Researchers from the University of Pennsylvania (PA, USA) have identified a new biomarker, termed spermine, associated with a rare group of metabolic disorders, mucopolysaccharidoses (MPS). Detailed in the findings, published in Human Molecular Genetics, the team screened cerebrospinal fluid (CSF) metabolites in MPS affected canine models.
This group of metabolic disorders, mucopolusaccharioses, share common symptoms which include vision and hearing problems, heart problems and hernias with approximately 1 in 25,000 births in the US resulting in a form of MPS.
Senior author, James Wilson, Director of Orphan Disease Center at Penn (University of Pennsylvania) commented: “This new biomarker for CNS symptoms in MPS patients may help families better understand their child’s diagnosis and prognosis and should help clinicians and regulatory agencies to evaluate the efficacy of new therapies.”
The team demonstrated, from the assay results, an elevation in spermine in MPS affected animals. However, when gene therapy was utilized to reduce the levels of CSF spermine, the brain lesions were corrected.

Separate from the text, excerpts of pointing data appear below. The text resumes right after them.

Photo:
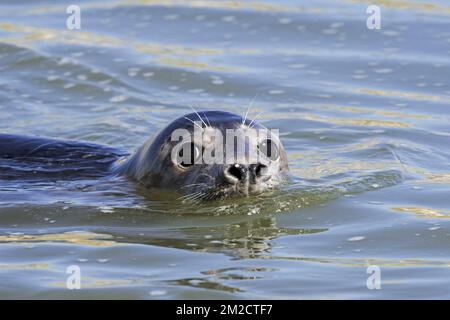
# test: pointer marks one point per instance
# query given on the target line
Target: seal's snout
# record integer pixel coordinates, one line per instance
(242, 173)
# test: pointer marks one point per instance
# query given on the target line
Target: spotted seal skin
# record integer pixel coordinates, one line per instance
(152, 165)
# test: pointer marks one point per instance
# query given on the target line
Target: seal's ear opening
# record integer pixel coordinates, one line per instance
(269, 148)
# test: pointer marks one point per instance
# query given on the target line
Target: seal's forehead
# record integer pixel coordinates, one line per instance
(219, 119)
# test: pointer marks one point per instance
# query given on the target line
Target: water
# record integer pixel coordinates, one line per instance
(363, 114)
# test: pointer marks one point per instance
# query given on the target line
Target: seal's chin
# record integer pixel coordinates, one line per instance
(222, 192)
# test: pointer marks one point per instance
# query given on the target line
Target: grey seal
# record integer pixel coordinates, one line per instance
(154, 165)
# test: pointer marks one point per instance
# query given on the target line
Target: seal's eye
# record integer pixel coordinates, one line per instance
(188, 154)
(270, 149)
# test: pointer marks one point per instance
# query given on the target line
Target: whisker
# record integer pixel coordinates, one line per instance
(253, 120)
(250, 106)
(207, 119)
(198, 115)
(194, 123)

When investigated in humans, CSF spermine was elevated in four MPS subtypes which were associated with cognitive declines. However, in two subtypes cognitive function was preserved. Elevated CSF spermine, in MPS I patients, was restricted to individuals with genotypes associated with CNS disease.

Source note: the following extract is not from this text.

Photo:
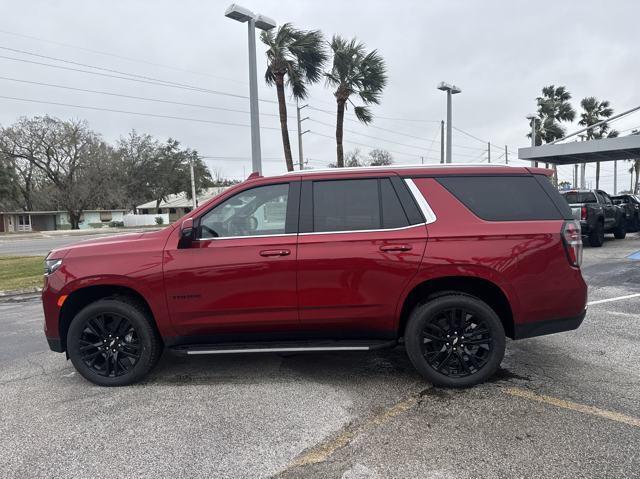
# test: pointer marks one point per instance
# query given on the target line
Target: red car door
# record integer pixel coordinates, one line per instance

Researchers demonstrated that hematopoietic stem cell transplantation was the only treatment able to improve cognitive outcomes by reducing CSF spermine.
Wilson concluded: “The mission of the ODC is to enable the development of novel diagnostics and treatments for rare diseases. We are offering access to this biomarker to the orphan disease research community for all research purposes at no cost to enable labs to freely conduct assays for their own research and patients’ needs. The only way we will move ahead in our field is to openly collaborate in the pre-competitive space, during the early stages of development of biomarkers and treatments.”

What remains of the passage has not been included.